Figure 5 shows the timing and cumulative probability of END. Nearly 80% of all ENDs occurred on the first 3 days of life with approximately half (45%) on day 0 of life, 19% on day 1 and 16% on day 2. There was a sharp drop in death thereafter, concomitant with a flattening of the cumulative probability of END curve after day 2

Timing and cumulative probability of early neonatal death

Figure 6 describes the cumulative probability of END by age and COD. Birth asphyxia was most likely to result in death on day 0 and throughout the first six days. By contrast infections were least likely to result in a death on day 0. No cases of tetanus were determined to have occurred in the first 2 days, in keeping with the definition commonly adopted by the WHO. On day 5 of life, the cumulative probability of END for the big three causes - asphyxia, infections and prematurity, was approximately the same.

Underlying cause of early neonatal death determined by physician consensus by age at death

Figure 7 represents physician consensus for underlying cause of SB. Over one-third of all SBs were attributable to maternal infection, while approximately 20% were due to prolonged labor and antepartum hemorrhage. Prematurity, cord complications and accidents were equally responsible for 18% of SBs. Other causes of SB included multiple delivery, hypertension, malpresentation and 12% of cases deemed unknown.

Discussion

The END and SB rates among the study population are consistent with other studies, including a large review of data for 190 countries estimated a SB rate of 32/1000 deliveries in South Asia and Sub-Saharan Africa. [insert ref - Stillbirth rates: delivering estimates in 190 countries. The Lancet, Volume 367, Issue 9521, Pages 1487–1494. C. Stanton, J. Lawn, H. Rahman, K. Wilczynska-Ketende, K. Hill]

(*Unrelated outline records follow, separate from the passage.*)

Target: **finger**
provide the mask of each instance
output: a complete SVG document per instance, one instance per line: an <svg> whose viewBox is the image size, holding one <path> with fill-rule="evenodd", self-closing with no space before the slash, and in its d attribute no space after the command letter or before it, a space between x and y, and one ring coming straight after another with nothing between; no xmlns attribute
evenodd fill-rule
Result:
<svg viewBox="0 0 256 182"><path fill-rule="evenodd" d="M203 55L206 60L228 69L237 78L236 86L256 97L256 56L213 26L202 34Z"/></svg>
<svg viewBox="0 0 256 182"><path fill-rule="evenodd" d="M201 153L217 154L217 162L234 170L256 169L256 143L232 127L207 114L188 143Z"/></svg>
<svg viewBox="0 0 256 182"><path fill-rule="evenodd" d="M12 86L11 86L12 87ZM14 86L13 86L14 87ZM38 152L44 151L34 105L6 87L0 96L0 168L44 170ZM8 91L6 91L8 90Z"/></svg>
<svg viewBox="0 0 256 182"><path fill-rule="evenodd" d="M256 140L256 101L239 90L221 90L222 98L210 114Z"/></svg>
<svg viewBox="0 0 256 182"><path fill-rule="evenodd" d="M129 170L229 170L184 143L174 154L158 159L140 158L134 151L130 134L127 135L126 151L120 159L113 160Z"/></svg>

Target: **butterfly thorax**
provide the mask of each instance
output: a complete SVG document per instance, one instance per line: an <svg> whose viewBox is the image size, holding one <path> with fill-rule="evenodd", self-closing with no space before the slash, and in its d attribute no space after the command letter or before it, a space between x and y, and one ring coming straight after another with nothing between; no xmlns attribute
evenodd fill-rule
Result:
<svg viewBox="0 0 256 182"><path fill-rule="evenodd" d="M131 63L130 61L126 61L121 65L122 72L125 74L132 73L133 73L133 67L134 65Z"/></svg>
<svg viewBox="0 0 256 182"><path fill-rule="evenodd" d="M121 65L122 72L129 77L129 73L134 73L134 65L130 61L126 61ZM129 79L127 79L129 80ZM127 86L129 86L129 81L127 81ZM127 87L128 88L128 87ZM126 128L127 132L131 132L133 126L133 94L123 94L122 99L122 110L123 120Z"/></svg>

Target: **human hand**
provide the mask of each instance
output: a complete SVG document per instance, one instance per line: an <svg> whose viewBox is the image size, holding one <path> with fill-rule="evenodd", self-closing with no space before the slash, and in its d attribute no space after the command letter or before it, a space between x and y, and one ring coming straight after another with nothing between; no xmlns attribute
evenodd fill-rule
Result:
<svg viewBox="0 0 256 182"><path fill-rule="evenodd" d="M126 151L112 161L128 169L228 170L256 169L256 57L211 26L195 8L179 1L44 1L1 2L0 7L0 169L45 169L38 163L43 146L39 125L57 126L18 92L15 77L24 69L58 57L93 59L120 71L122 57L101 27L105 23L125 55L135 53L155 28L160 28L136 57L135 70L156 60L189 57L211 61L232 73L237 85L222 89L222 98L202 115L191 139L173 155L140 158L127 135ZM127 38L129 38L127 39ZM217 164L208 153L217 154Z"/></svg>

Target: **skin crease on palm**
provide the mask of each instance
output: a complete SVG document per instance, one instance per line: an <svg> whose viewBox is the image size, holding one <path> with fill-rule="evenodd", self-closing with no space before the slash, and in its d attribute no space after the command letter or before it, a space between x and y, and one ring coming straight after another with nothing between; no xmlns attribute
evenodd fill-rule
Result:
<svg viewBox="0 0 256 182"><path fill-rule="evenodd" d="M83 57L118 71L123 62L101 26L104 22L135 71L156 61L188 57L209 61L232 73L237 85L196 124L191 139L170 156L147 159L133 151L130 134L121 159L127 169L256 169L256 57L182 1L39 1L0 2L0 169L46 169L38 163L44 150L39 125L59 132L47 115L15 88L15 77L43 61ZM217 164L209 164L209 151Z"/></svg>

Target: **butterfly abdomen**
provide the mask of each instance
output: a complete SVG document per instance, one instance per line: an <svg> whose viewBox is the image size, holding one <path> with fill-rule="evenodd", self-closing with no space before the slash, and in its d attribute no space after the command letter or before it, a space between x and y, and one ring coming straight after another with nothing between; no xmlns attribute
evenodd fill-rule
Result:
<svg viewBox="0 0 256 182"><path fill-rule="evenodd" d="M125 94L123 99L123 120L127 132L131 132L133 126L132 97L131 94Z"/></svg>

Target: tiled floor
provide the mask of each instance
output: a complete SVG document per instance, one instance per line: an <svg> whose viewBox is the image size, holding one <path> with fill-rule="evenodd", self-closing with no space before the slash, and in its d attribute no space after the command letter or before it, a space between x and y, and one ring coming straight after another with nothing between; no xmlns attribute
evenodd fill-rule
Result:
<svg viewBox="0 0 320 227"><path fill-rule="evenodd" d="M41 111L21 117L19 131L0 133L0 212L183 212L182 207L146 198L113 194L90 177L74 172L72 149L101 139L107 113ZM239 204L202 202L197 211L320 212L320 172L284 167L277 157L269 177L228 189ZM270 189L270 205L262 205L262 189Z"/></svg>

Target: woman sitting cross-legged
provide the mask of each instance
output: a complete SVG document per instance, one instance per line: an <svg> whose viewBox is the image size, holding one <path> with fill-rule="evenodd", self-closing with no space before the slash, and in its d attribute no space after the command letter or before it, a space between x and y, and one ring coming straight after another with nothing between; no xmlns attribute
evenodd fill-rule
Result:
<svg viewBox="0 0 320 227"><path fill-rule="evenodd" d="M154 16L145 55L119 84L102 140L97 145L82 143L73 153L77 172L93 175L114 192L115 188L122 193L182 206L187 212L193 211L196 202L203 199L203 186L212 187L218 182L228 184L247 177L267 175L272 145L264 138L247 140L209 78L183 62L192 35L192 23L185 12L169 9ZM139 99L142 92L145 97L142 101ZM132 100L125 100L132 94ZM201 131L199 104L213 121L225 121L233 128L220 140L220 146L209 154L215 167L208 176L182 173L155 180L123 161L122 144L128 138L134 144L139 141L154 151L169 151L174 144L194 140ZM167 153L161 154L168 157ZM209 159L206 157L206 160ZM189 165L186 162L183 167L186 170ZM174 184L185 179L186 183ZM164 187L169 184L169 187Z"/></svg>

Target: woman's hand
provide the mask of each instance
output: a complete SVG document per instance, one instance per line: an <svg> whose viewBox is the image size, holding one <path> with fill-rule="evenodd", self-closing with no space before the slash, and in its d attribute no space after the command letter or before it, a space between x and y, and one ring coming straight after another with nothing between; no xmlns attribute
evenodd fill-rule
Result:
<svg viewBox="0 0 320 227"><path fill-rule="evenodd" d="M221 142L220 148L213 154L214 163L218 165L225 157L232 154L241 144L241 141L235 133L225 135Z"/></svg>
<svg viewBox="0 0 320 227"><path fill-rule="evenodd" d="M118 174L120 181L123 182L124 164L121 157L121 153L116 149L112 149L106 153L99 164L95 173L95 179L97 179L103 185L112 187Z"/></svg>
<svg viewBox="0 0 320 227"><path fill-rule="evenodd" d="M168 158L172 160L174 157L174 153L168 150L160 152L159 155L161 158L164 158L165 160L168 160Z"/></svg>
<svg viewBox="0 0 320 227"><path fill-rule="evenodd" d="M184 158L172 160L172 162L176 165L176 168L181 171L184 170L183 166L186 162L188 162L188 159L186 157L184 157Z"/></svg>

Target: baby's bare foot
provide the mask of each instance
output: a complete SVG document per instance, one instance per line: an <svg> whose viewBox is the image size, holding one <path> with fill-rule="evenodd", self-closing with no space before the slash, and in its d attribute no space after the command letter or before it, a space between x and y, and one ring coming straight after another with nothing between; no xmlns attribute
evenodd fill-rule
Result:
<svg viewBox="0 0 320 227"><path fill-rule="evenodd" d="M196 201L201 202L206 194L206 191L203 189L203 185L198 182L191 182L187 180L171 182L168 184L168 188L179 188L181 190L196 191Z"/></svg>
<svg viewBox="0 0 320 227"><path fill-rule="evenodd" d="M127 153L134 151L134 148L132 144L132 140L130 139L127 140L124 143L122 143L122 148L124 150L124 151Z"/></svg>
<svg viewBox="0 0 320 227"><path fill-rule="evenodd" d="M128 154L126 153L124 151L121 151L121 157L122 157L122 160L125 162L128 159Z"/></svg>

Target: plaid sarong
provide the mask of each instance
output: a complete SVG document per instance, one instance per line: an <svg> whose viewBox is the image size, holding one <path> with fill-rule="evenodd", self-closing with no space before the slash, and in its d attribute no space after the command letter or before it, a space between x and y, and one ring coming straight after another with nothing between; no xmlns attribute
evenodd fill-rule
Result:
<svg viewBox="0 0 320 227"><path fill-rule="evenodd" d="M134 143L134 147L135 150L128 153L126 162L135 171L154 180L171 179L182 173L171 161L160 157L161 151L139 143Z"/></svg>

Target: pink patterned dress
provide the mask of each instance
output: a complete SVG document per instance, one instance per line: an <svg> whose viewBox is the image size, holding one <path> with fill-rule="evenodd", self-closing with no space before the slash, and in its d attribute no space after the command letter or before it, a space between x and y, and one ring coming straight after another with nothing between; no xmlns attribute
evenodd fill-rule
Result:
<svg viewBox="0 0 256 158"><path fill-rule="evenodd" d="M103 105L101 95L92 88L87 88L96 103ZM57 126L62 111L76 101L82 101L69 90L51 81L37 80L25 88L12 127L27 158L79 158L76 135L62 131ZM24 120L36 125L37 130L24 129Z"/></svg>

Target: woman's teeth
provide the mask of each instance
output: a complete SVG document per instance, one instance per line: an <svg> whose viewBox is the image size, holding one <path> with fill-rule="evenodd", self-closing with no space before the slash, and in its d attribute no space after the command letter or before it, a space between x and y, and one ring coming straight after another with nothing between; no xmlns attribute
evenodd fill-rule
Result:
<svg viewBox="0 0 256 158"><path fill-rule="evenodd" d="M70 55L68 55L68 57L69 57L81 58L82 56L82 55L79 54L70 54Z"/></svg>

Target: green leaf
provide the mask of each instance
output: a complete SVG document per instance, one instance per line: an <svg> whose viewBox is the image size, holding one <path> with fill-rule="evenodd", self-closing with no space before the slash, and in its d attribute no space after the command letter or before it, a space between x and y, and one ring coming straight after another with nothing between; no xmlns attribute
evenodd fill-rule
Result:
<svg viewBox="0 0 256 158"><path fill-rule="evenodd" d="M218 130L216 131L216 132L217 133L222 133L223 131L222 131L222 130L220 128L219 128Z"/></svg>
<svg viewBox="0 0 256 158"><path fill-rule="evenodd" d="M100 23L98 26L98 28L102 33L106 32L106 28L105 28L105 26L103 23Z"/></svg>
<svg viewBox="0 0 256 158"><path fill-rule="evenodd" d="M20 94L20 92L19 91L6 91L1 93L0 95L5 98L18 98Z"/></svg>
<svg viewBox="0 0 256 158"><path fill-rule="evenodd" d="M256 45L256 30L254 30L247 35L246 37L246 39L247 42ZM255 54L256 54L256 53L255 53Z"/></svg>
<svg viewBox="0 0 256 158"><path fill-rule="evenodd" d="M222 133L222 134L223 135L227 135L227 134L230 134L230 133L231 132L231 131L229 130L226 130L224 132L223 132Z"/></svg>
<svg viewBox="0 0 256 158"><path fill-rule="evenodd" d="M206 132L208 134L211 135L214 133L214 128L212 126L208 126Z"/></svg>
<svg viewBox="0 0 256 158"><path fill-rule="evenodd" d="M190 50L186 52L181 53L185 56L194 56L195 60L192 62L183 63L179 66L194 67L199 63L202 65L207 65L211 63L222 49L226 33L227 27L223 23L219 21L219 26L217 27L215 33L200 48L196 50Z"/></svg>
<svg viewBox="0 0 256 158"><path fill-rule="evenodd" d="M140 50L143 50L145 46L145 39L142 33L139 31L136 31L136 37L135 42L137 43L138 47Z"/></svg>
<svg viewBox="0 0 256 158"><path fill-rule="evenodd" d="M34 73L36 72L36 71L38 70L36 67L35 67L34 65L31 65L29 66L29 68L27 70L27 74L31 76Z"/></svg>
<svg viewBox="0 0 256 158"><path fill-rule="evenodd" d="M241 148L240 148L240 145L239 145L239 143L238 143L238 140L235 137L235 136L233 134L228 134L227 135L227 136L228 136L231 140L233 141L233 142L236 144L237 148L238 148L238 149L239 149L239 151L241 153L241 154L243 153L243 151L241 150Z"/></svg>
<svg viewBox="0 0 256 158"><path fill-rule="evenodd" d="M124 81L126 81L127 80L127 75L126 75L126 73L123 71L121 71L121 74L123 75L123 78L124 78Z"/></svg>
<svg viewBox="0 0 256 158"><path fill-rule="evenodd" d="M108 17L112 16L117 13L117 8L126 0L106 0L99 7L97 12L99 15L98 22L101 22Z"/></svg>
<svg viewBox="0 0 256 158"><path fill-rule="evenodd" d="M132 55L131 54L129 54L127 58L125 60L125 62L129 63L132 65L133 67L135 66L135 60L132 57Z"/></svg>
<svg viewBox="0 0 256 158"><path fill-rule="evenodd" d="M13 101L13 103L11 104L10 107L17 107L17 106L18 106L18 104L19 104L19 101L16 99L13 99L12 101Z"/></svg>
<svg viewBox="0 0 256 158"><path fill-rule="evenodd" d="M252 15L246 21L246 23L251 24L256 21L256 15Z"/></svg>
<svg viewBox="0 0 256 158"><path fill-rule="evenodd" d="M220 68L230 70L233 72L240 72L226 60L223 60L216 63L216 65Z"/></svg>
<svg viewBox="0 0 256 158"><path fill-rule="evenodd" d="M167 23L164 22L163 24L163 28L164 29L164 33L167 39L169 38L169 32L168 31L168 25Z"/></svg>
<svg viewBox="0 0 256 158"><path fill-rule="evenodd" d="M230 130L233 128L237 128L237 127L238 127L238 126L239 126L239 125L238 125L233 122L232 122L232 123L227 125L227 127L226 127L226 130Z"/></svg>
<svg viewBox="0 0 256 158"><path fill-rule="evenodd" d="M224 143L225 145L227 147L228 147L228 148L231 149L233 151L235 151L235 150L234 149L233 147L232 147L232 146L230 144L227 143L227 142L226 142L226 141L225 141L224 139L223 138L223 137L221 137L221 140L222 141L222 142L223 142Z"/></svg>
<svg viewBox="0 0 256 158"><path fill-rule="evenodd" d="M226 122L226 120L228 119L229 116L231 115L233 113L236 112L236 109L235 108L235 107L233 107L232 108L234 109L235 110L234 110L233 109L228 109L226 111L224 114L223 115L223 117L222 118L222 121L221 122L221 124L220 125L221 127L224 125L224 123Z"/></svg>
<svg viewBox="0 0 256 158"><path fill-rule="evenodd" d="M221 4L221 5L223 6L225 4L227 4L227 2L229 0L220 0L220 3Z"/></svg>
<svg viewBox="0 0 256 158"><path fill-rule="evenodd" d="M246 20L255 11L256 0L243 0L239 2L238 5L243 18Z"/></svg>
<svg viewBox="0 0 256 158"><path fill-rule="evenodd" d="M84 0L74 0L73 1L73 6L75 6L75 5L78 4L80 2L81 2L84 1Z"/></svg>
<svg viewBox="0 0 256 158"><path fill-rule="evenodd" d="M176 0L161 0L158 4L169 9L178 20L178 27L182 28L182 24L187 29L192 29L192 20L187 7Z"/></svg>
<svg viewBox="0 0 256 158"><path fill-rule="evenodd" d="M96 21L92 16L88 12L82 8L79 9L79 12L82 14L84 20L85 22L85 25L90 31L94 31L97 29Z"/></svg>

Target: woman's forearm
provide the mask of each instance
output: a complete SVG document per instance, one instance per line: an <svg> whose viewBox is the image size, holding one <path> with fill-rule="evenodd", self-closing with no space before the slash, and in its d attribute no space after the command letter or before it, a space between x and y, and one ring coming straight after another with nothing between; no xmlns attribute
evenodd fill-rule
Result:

The major findings from this study were that in remote, rural areas, infections caused nearly half of all cases of END, with birth asphyxia and prematurity causing 26% and 17% respectively. This study also underscores that in such regions, nearly half of all ENDs occurred on day of life 0 and by the third day 80% of deaths had occurred. In a large hospital-based study of 7993 pregnancies enrolled in the WHO calcium supplementation trial, Nhu et al reported that while prematurity caused 62% of the ENDs and birth asphyxia 22.5%, infections were only responsible for 1.4% of cases⁸. The authors note that the study was conducted in hospitals that had neonatal intensive care units or where referral to tertiary care was possible. A single site analysis by the Navrongo group of causes of neonatal death from rural Ghana concluded that infections were responsible for 23% of deaths, while prematurity was responsible for 38%. Of note they report no cases of birth asphyxia, highlighting the inherent difficulties of comparing across studies¹⁷. Although the data on rural causes of early neonatal death are sparse, our findings are in keeping with community-based studies from South Asia which since 1995 have reported the following ranges for neonatal COD; preterm 8–38%, sepsis 7–52% and birth asphyxia 10–28%, and tetanus 2–6%^{6, 18–24}. Modeled estimates from the World Health Organization estimated the proportions of neonatal death to be due to infections (36%, including tetanus), preterm birth (27%) and birth asphyxia (23%). Although results from these modeled estimates suggests that infections play a predominant role in late neonatal death and not in END^{17, 25}, our data from careful birth and death counts and VA suggest that infections in such rural areas do play a major role in causing END.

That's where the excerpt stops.